Former Italian Finance Minister Giulio Tremonti said the Italian Treasury should try to reduce its dependence on foreign investors and exploit the private savings of citizens by selling them government debt. Photographer: Simon Dawson/Bloomberg
Former Italian Finance Minister Giulio Tremonti said the Italian Treasury should try to reduce its dependence on foreign investors and exploit the private savings of citizens by selling them government debt. Photographer: Simon Dawson/Bloomberg

Oct. 8 (Bloomberg) -- The Italian Treasury should try to reduce its dependence on foreign investors and exploit the private savings of citizens by selling them government debt, former Finance Minister Giulio Tremonti said.

The debt sales “should be voluntary, based on issuances of new government securities with sensible maturities and rates,” he said in the founding statement of his new “Work and Freedom” political movement posted over the weekend on the website.

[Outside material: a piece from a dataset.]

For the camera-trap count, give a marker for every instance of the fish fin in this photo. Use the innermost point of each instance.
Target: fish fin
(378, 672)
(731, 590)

The bonds shouldn’t be taxable and would have “rates a little bit lower and maturities a little bit longer than existing debt, but guaranteed by the priceless safety that we, Italians, are able to produce by ourselves.”

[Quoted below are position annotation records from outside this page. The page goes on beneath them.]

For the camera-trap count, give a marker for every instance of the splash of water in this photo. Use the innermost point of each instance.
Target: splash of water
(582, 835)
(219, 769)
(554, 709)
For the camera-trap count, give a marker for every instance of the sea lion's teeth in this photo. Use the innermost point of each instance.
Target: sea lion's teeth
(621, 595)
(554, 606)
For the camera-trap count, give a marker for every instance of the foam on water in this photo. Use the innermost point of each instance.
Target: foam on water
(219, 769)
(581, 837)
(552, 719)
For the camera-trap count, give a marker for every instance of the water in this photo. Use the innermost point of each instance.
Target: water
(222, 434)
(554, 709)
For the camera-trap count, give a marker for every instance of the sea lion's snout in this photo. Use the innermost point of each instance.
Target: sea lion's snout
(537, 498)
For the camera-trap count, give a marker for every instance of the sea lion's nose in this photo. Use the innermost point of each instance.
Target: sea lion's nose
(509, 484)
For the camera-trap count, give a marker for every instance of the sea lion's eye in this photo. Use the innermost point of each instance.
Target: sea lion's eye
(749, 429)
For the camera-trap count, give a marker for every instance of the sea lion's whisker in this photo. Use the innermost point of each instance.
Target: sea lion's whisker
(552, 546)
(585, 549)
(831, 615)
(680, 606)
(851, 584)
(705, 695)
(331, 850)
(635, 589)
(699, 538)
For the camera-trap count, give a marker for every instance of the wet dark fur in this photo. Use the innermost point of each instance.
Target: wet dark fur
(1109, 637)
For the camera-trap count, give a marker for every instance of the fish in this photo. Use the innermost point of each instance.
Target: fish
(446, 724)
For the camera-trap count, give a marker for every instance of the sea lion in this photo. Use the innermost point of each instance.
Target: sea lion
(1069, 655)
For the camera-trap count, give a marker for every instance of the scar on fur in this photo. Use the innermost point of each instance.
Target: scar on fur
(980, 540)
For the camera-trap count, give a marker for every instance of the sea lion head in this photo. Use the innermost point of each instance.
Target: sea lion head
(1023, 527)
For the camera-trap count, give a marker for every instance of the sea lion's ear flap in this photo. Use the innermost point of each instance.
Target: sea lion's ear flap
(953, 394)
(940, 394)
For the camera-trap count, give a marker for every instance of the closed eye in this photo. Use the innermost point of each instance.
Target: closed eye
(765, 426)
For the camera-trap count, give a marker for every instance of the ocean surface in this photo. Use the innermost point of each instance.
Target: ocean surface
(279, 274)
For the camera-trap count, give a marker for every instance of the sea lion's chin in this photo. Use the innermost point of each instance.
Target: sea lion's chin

Italy’s debt at almost 2 trillion euros ($2.6 trillion) or more than 120 percent of gross domestic product, is the euro region’s second-biggest. In July, about 65 percent of public debt was owned locally, up from 57 percent in the same month a year earlier, Bank of Italy data show.

The extra yield, or spread, investors demand to hold 10-year Italian bonds instead of German bunds fell to 3.57 percentage points today from a euro-era record of 5.75 points on Nov. 9, 2011. Still, that’s more than the five-year average of 1.76 percentage points.

“We are forced to suffer both from financial speculation, marked by the fearful and obsessive siren of the spread, and the competition with other countries,” Tremonti said. “The real Save Italy is Buy Italy,” he said in a reference to the name of the decree passed by Prime Minister Mario Monti’s government last year to contain the country’s debt and meet the commitment agreed with the European Union of erasing the nation’s structural deficit by the end of 2013.